Carmen, Ana y María se despiden de forma muy parecida de los sanitarios.
—Gracias, cariño mío, dice Ana a Susana Cámara.
—A ver si acaba esto y nos vemos más, pide María a Pedro Otones. Hacen más falta que nunca, deja caer de soslayo.
—Señor bendito lo que me trasteas, regaña Carmen a David Molina.
“Como a gente que conoces de toda la vida”, resume Cámara, que llegó al San Andrés con 25 años y ha cumplido 49. Y no se refiere a ello solo por salud. Habla de tristeza: “El ánimo por el aislamiento y la situación sobre todo de las personas mayores es bajo. Quienes viven solos lo pasan mal y agradecen muchísimo las visitas”. Es recíproco: “Ver su pesar, el deterioro, la soledad… Es terrible. Hacemos todo lo que está en nuestra mano. Eso evita también muchísima atención hospitalaria”. El adecuado seguimiento y control de los enfermos que no requieren hospital frenan que lo necesiten más adelante. “Es la base de la primaria”, se encoge de hombros, “que solo acabe allí lo inevitable”.
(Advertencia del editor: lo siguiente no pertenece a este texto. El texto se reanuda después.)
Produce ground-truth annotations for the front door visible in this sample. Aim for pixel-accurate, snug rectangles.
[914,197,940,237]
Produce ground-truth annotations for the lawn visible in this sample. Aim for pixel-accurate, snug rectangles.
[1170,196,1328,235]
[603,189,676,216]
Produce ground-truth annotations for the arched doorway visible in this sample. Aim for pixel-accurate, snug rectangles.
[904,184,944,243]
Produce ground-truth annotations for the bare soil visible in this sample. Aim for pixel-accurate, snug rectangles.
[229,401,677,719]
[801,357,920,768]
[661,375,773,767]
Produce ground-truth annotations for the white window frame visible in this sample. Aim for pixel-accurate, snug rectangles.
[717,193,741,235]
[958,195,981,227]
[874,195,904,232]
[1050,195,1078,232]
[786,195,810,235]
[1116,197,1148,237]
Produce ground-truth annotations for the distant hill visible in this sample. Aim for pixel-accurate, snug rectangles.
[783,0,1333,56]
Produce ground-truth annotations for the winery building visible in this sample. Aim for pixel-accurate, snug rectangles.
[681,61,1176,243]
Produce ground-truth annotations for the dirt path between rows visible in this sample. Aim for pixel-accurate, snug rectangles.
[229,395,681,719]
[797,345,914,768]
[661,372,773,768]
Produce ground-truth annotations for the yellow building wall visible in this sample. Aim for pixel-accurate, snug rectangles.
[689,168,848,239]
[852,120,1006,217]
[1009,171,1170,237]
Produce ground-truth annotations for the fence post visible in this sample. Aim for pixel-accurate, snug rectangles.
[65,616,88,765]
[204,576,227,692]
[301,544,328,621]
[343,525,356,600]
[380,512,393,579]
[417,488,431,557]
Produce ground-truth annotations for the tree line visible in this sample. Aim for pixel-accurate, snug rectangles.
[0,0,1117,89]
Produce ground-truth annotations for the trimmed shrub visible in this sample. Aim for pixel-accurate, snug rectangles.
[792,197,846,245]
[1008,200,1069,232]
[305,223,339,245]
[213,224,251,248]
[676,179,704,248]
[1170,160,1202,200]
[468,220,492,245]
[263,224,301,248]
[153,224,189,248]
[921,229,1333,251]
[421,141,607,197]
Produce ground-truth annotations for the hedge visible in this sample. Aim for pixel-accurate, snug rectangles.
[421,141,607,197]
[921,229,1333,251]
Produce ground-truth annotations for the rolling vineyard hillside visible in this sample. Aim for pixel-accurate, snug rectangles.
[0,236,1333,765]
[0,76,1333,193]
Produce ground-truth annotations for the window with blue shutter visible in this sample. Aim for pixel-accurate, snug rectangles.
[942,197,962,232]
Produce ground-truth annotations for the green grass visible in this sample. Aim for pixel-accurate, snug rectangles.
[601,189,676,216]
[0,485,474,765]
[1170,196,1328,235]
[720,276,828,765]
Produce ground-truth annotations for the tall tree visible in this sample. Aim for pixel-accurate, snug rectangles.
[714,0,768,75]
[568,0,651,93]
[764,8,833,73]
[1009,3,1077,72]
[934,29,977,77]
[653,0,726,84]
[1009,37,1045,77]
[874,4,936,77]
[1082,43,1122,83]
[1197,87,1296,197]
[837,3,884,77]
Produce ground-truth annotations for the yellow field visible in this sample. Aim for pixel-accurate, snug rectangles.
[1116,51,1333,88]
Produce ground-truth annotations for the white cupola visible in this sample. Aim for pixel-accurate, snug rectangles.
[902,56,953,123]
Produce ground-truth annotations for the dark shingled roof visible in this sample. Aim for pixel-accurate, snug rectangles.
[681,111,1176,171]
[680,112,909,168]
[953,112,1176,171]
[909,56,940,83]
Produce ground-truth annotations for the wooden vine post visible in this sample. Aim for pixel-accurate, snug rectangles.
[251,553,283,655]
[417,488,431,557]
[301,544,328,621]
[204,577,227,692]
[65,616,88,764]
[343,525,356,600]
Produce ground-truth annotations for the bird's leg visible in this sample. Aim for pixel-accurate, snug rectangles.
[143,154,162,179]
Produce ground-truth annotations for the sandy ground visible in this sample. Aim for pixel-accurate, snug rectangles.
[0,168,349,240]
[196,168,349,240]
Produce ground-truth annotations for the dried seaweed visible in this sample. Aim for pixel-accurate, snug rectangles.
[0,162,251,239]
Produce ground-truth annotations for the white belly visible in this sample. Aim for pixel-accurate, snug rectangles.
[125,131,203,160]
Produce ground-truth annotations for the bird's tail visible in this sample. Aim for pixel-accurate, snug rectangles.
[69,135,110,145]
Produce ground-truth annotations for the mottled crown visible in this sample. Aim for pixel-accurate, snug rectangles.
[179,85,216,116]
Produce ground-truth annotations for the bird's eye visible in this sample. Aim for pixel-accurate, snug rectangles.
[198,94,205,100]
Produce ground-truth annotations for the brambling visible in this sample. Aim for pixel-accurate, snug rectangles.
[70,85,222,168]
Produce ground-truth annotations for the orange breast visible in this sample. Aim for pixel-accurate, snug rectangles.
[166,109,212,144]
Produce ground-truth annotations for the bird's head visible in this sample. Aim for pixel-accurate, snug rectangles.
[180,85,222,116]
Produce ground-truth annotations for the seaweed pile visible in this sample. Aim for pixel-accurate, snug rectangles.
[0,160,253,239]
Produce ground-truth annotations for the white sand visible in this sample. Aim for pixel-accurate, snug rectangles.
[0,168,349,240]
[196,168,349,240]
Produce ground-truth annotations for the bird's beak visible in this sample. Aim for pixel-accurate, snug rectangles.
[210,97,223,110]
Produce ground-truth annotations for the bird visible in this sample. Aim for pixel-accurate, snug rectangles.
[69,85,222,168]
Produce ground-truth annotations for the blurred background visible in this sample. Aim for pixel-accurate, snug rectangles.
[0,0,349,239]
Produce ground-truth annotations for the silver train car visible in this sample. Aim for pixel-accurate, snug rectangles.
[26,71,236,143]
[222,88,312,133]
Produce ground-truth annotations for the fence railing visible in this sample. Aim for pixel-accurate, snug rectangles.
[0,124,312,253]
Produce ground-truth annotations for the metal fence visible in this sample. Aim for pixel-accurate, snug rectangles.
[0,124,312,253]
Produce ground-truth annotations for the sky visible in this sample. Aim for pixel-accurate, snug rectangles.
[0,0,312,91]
La "dureza emocional" de la atención
Cuadrado de plástico en el suelo, descalzarse, colocarse sobre él, buzo, zapatos, bolsas en ambos pies, cinta adhesiva y calzas. Juan Pérez, técnico auxiliar en cuidados de Enfermería del centro de salud San Andrés, lo toca todo con un cuidado extremo: “Un error y queda hueco por el que podría colarse el bicho”. Sigue: mascarilla ffp2, quirúrgica encima. Gorro en el pelo, capucha del buzo, subir la cremallera con la cabeza alta para ajustarla a la mandíbula. Pantalla y doble guante. Susana Cámara, la enfermera, está lista para hacer la atención a domicilio. Pero la carga logística y de tiempo que supone la protección contra el virus no es lo más difícil de estos meses. “La dureza emocional es tremenda”, dice Pérez cuando comienza el proceso inverso, el de retirar el EPI: ahora material contaminado.
Mientras monta una diminuta piscina de plástico rojo en la que se introducen los pies y en la que se hace todo el procedimiento, Pérez va relatando cómo a partes iguales “adora” y le hace “daño” su trabajo, clave para la seguridad de los profesionales sanitarios y para los pacientes. Para un par de veces para coger aire, no quiere llorar y lo dice: “Vemos cosas que no pueden explicarse y que no voy a olvidar en la vida”. Su memoria vuela a un caso concreto. Una familia en la que la madre había muerto por covid, la abuela se contagió y también el padre: “La hija estaba empeñada en infectarse para poder ayudarlos a los dos. Me decía que ya le daba igual contagiarse, acabar en un hospital o morir”. Termina la frase y se queda en silencio. Se agacha para cerrar bien el saco de residuos y poder ir a desinfectar el coche de las visitas, esa, ese día, será su última tarea antes de volver a casa.